Tuesday, June 26, 2007

Motu Proprio Released

This morning's Bollettino of the Holy See Press Office contains the text of the motu proprio of Benedict XVI restoring the traditional form of...

...papal elections.

As it wasn't what they were looking for, many will likely stop reading at that. But for the still-intrigued, B16 has legislated a return to the traditional practice that the required supermajority for the election of a new Pope be always and everywhere two-thirds.
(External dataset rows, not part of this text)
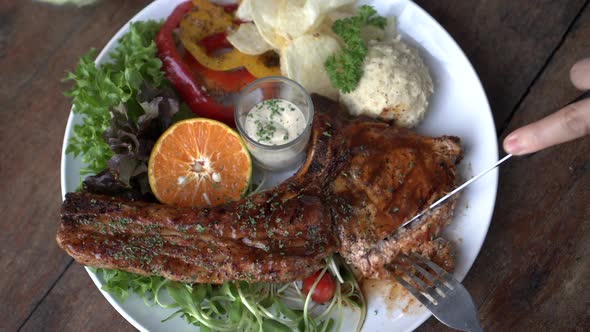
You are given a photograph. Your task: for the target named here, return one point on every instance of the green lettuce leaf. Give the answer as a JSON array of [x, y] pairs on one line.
[[97, 90]]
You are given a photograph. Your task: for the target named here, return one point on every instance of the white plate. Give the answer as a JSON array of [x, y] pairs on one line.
[[459, 107]]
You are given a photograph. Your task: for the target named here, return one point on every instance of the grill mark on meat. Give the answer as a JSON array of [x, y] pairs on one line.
[[357, 184]]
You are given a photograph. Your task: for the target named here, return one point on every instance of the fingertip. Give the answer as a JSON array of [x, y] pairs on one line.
[[512, 144], [580, 74]]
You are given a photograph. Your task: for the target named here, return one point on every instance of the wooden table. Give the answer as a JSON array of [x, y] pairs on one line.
[[533, 272]]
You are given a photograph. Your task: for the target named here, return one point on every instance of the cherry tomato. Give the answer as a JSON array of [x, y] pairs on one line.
[[323, 291]]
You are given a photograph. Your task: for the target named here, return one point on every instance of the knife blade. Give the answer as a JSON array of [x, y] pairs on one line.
[[437, 204]]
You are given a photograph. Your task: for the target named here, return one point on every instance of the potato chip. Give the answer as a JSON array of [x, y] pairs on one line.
[[248, 40], [244, 11], [281, 21], [303, 61]]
Backstory: in Universi Dominici Gregis -- his 1996 document on norms for a conclave -- John Paul II decreed that, should no winner arise after 30 ballots (or 32, if the electors decide to enter the conclave on the morning of its opening day), the cardinal-electors may exercise the prerogative of choosing the Roman pontiff by an absolute majority.

Citing many appeals to John Paul asking for the provision's reversal, in this morning's text, signed 11 June, Benedict abrogated it, restoring the mandatory two-thirds margin in all cases, but with a caveat: after the aforementioned 30 (or 32) ballots, the two highest vote-getters on the preceding canvass face only each other in a runoff. 
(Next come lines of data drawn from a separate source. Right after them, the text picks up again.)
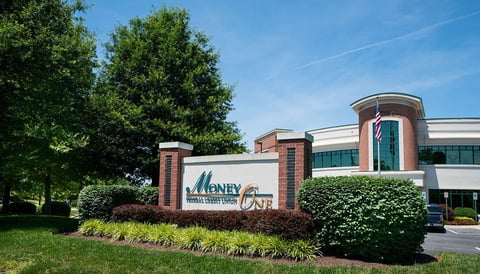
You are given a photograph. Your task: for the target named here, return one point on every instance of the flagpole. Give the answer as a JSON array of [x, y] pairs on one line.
[[378, 160], [378, 135]]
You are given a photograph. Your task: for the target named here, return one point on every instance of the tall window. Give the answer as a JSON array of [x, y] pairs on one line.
[[389, 147], [337, 158], [450, 155]]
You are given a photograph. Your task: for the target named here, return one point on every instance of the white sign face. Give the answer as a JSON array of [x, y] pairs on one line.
[[230, 183]]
The deadlock-breaking strategy -- which John Paul permitted as an option in his 1996 norms, but made mandatory today should the moment arise -- creates the scenario of a final scrutiny in which the candidates themselves are deprived of "active voice" and, ergo, may not vote; in prior conclave norms, the required count was two-thirds plus one, so a Pope-elect's theoretical choice (i.e. of himself) wouldn't count toward getting him over the top.

As anything even tangentially related to papal death gets tongues wagging and wags buzzing, here goes a day of frenzy.